Le « rond-point » de la prison est alors utilisé pour y célébrer les cultes religieux et y donner des concerts de groupes de marins ou du groupe de l’école de musique de la prison, qui se produisait également lors des célébrations nationales en ville. Pettinato encouragela projection de films, l’organisation de tournois d’échecs et la célébration d’actes officiels en présence des autorités de la ville et de militaires.

La censure

Description : La censure Toute communication à destination ou en provenance de la prison est l’objet d’une surveillance.

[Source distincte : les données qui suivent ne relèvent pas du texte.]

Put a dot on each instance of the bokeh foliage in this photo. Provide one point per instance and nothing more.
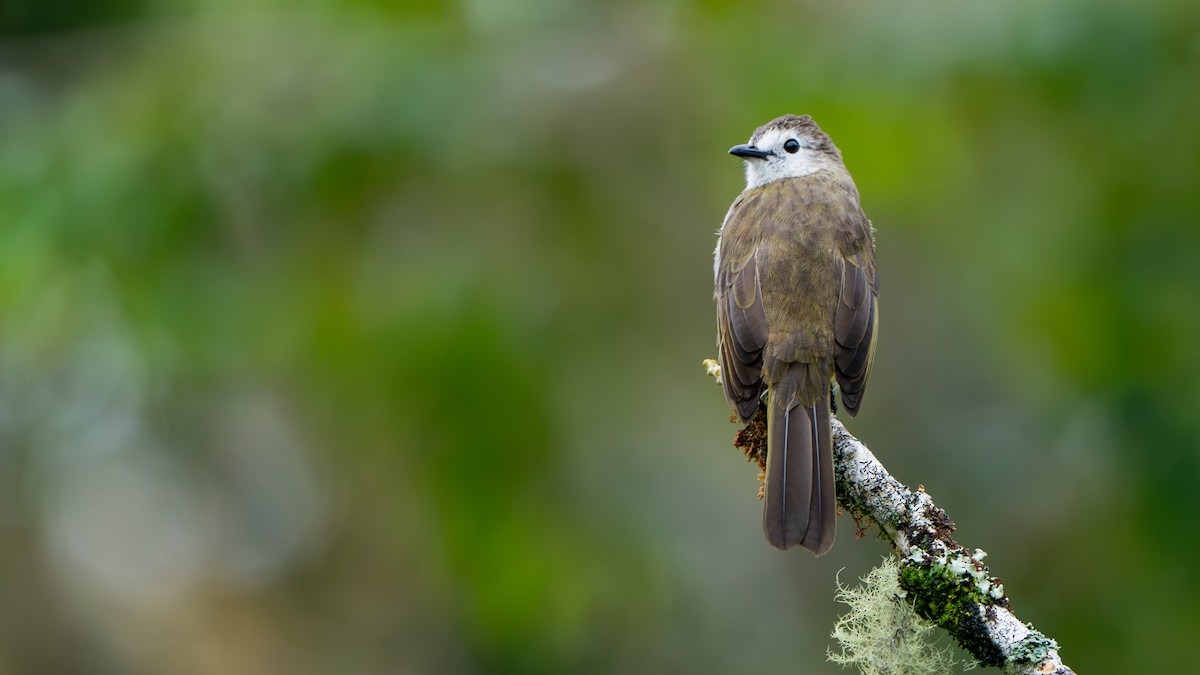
(366, 336)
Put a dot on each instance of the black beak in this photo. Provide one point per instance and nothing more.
(748, 151)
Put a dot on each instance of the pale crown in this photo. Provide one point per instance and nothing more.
(793, 153)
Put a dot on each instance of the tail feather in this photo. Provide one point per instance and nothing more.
(801, 496)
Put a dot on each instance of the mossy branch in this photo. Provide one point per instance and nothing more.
(948, 584)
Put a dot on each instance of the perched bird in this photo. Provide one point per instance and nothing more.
(796, 308)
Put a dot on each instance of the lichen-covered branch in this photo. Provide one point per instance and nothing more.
(948, 584)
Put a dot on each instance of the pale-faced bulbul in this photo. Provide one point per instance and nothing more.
(796, 308)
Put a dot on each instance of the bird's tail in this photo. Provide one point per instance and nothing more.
(801, 496)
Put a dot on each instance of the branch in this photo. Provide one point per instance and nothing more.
(948, 584)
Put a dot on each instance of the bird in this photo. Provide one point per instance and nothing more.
(797, 298)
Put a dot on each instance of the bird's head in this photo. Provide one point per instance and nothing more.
(787, 147)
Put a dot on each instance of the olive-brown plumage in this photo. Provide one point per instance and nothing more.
(796, 305)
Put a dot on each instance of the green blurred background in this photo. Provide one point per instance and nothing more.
(366, 336)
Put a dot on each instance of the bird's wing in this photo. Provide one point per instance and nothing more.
(741, 322)
(855, 323)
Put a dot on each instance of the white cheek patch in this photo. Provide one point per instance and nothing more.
(781, 163)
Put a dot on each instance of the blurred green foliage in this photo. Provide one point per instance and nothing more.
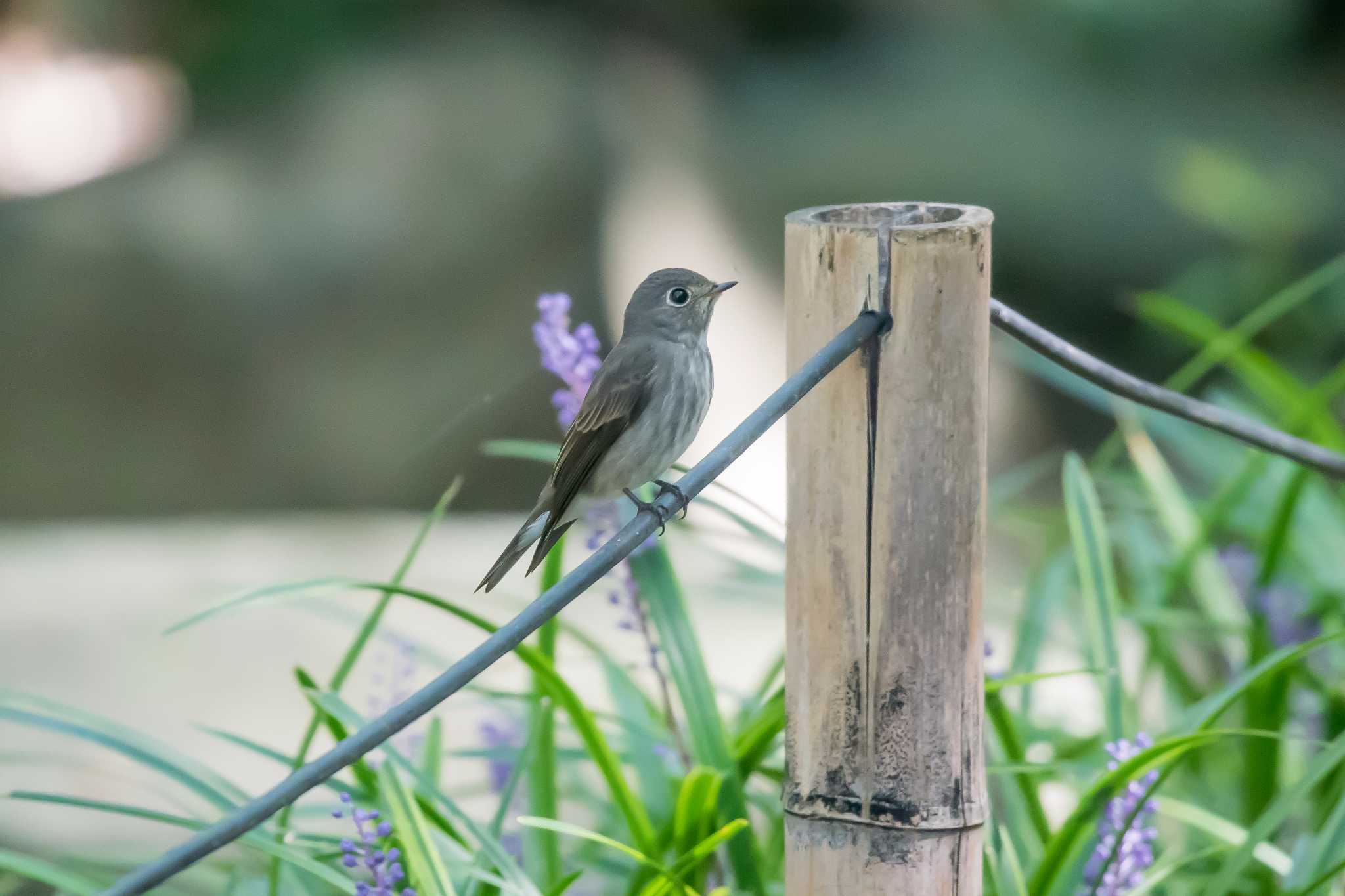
(318, 295)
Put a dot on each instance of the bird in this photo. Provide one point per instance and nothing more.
(640, 413)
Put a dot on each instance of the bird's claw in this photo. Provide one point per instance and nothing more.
(667, 488)
(649, 505)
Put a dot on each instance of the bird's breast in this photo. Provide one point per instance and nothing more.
(681, 386)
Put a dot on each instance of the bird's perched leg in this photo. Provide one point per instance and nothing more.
(648, 505)
(666, 488)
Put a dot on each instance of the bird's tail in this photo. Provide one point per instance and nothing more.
(519, 544)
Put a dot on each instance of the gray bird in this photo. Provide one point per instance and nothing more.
(642, 412)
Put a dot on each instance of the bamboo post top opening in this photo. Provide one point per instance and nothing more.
(887, 503)
(911, 215)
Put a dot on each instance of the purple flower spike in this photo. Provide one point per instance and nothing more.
(1137, 840)
(572, 356)
(382, 867)
(500, 735)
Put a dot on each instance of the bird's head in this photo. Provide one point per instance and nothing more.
(673, 303)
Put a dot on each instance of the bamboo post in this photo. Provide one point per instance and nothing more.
(887, 485)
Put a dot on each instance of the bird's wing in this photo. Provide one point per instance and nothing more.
(613, 402)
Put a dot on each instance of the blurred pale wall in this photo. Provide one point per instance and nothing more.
(307, 276)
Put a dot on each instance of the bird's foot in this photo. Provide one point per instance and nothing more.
(649, 505)
(667, 488)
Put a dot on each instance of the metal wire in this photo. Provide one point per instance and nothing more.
(646, 522)
(1115, 381)
(509, 636)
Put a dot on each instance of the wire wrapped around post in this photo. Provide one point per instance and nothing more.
(885, 784)
(854, 333)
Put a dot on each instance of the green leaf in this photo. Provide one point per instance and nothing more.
(354, 651)
(424, 865)
(1070, 839)
(1012, 746)
(1225, 830)
(695, 856)
(1165, 870)
(694, 815)
(487, 844)
(1210, 581)
(335, 785)
(662, 594)
(1321, 880)
(1098, 580)
(996, 685)
(432, 752)
(542, 849)
(581, 716)
(1015, 867)
(761, 735)
(361, 769)
(592, 836)
(506, 798)
(564, 884)
(522, 450)
(1286, 801)
(47, 874)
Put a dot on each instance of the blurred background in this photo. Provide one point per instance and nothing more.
(268, 269)
(265, 255)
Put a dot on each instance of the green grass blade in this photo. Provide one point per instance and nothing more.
(1206, 712)
(1210, 582)
(1285, 803)
(432, 753)
(1162, 871)
(1013, 864)
(1220, 828)
(1011, 743)
(47, 874)
(361, 769)
(357, 648)
(662, 594)
(592, 836)
(564, 884)
(1228, 343)
(424, 864)
(487, 844)
(1273, 385)
(1070, 839)
(542, 848)
(335, 785)
(1321, 880)
(583, 717)
(1098, 581)
(1327, 845)
(47, 714)
(506, 798)
(996, 685)
(761, 735)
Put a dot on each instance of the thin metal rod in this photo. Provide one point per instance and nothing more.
(1164, 399)
(509, 636)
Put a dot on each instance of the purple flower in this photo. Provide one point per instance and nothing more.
(395, 673)
(1285, 608)
(571, 356)
(384, 867)
(1137, 839)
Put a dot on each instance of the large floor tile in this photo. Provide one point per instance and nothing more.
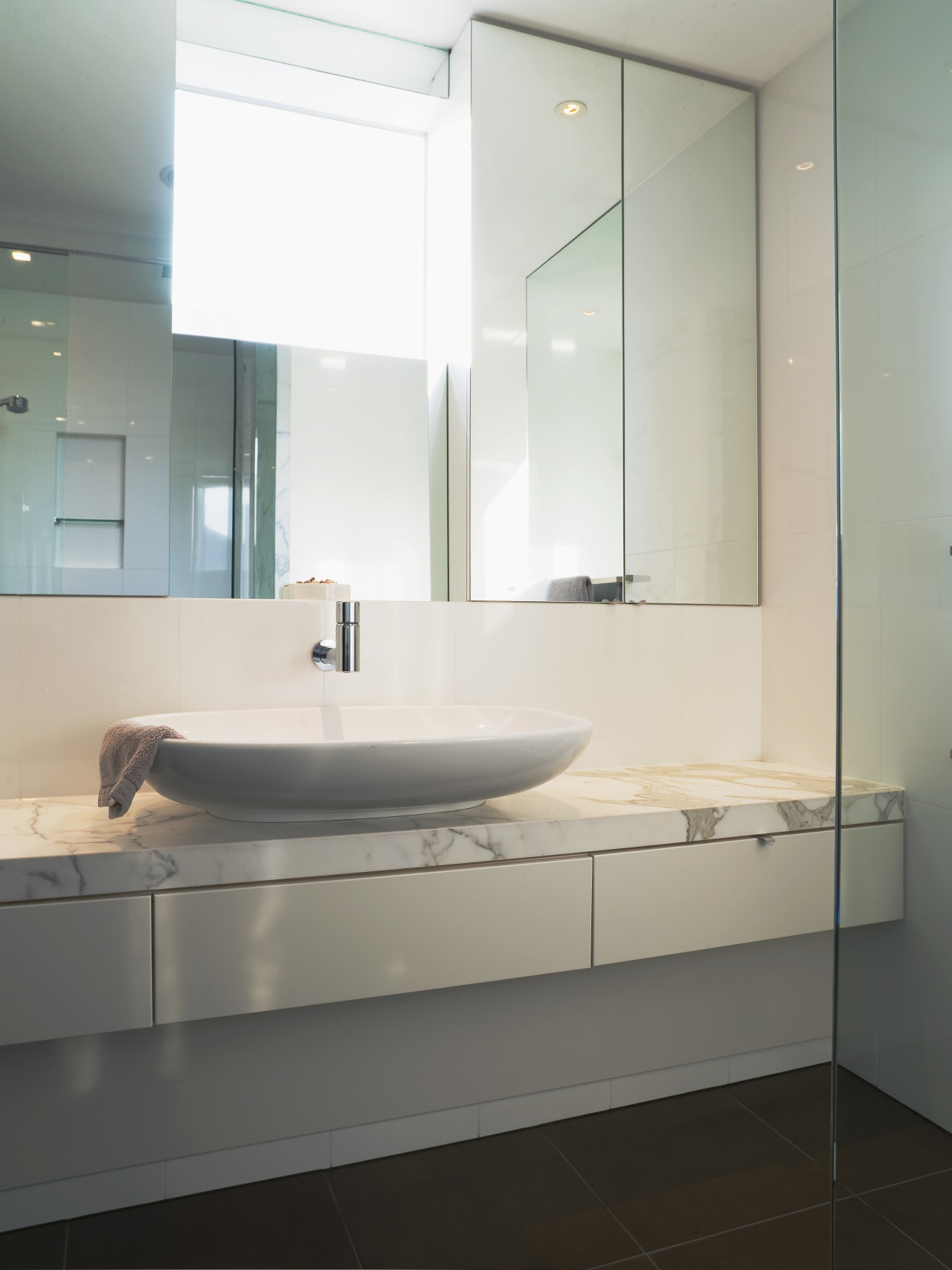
(282, 1223)
(37, 1248)
(880, 1141)
(691, 1166)
(923, 1209)
(796, 1104)
(801, 1241)
(495, 1203)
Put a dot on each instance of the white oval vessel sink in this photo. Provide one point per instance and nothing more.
(339, 763)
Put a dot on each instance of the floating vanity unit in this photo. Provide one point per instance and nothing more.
(172, 914)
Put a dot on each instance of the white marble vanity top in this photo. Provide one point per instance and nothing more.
(59, 847)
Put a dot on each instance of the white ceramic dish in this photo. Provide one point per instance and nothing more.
(341, 763)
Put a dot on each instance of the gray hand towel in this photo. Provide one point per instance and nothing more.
(571, 591)
(127, 752)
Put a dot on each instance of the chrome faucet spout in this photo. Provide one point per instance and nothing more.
(343, 652)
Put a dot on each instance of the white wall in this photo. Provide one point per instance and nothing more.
(895, 247)
(797, 413)
(662, 684)
(359, 472)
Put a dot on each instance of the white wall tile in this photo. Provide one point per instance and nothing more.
(248, 653)
(409, 1133)
(239, 1165)
(720, 695)
(519, 1113)
(799, 413)
(406, 654)
(813, 689)
(9, 696)
(147, 530)
(88, 662)
(776, 684)
(813, 569)
(646, 719)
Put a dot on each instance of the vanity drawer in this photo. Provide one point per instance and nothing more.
(75, 966)
(709, 894)
(248, 949)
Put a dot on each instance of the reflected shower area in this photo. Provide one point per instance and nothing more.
(84, 424)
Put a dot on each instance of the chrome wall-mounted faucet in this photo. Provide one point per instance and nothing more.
(343, 652)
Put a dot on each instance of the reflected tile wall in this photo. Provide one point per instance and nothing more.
(797, 411)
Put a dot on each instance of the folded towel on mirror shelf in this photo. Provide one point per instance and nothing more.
(571, 591)
(127, 752)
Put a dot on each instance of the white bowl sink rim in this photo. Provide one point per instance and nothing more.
(341, 763)
(393, 725)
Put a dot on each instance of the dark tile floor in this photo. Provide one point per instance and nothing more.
(729, 1178)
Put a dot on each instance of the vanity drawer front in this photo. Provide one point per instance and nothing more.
(298, 944)
(75, 966)
(709, 894)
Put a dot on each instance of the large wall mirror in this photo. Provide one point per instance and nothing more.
(235, 312)
(215, 376)
(614, 409)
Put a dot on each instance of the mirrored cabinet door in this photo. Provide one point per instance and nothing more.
(614, 361)
(546, 397)
(691, 499)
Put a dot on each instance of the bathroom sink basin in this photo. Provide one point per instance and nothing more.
(339, 763)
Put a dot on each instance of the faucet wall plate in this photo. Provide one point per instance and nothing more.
(341, 653)
(324, 654)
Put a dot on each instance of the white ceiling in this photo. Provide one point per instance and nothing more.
(86, 88)
(743, 39)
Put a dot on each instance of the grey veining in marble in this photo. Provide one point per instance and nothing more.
(66, 846)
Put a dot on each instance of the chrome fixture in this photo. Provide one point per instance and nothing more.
(341, 653)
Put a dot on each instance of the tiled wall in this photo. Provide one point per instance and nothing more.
(662, 684)
(799, 413)
(895, 208)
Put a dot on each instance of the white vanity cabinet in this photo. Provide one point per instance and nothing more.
(659, 901)
(75, 966)
(245, 949)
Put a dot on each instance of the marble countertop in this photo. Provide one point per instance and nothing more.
(60, 847)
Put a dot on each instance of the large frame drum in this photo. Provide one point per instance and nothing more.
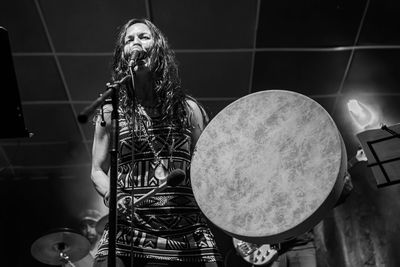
(269, 166)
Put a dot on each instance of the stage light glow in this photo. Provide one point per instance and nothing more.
(362, 116)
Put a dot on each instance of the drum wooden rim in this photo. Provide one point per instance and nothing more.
(213, 144)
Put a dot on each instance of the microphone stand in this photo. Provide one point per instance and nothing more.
(112, 91)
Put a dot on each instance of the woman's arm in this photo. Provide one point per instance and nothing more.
(100, 155)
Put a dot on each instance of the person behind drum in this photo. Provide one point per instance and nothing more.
(88, 221)
(301, 250)
(164, 124)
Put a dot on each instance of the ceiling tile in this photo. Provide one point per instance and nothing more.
(374, 71)
(51, 123)
(206, 23)
(306, 23)
(308, 73)
(86, 76)
(88, 26)
(30, 154)
(215, 106)
(215, 74)
(24, 26)
(38, 79)
(381, 24)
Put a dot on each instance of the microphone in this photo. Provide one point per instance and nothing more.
(173, 179)
(135, 56)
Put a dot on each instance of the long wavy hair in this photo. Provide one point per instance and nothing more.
(167, 84)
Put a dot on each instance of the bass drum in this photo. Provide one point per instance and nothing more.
(269, 166)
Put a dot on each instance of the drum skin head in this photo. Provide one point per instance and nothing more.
(266, 164)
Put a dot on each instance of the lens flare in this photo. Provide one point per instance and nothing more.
(362, 116)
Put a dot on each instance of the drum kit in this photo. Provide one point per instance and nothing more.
(64, 246)
(266, 169)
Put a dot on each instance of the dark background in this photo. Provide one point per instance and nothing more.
(329, 50)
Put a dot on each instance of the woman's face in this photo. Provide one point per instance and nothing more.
(138, 37)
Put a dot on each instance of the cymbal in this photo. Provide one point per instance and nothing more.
(101, 224)
(47, 248)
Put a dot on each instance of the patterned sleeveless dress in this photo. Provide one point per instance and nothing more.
(169, 225)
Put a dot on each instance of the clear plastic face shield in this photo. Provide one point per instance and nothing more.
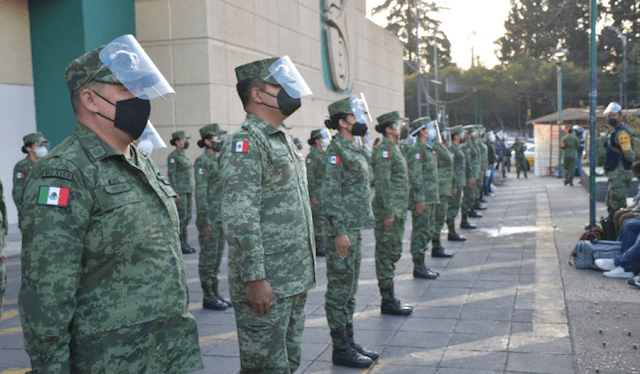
(360, 108)
(132, 66)
(288, 76)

Les journaux y entrent illégalement mais ils sont très datés car ils sont amenés par un navire affrété par la Marine qui ne mouille l’ancre à Ushuaia que tous les deux mois. Le courrier est systématiquement ouvert et censuré. Les condamnés ne sont autorisés à écrire qu’aux membres de leur famille figurant sur une liste. Il existe toutefois des moyens détournés pour échapper à cette censure. Certains surveillants miséricordieux sortent en secret des lettres de la prison pour les expédier par voie postale. D’autres sont soudoyés par des condamnés pour faire de même. Parfois, des villageois compatissants laissent de vieux papiers, des messages et même du maté ou des cigarettes cachés dans des pierres ou des gravats à l’intention de condamnés qui travaillent en ville. (d’après le témoignage oral de vieux habitants).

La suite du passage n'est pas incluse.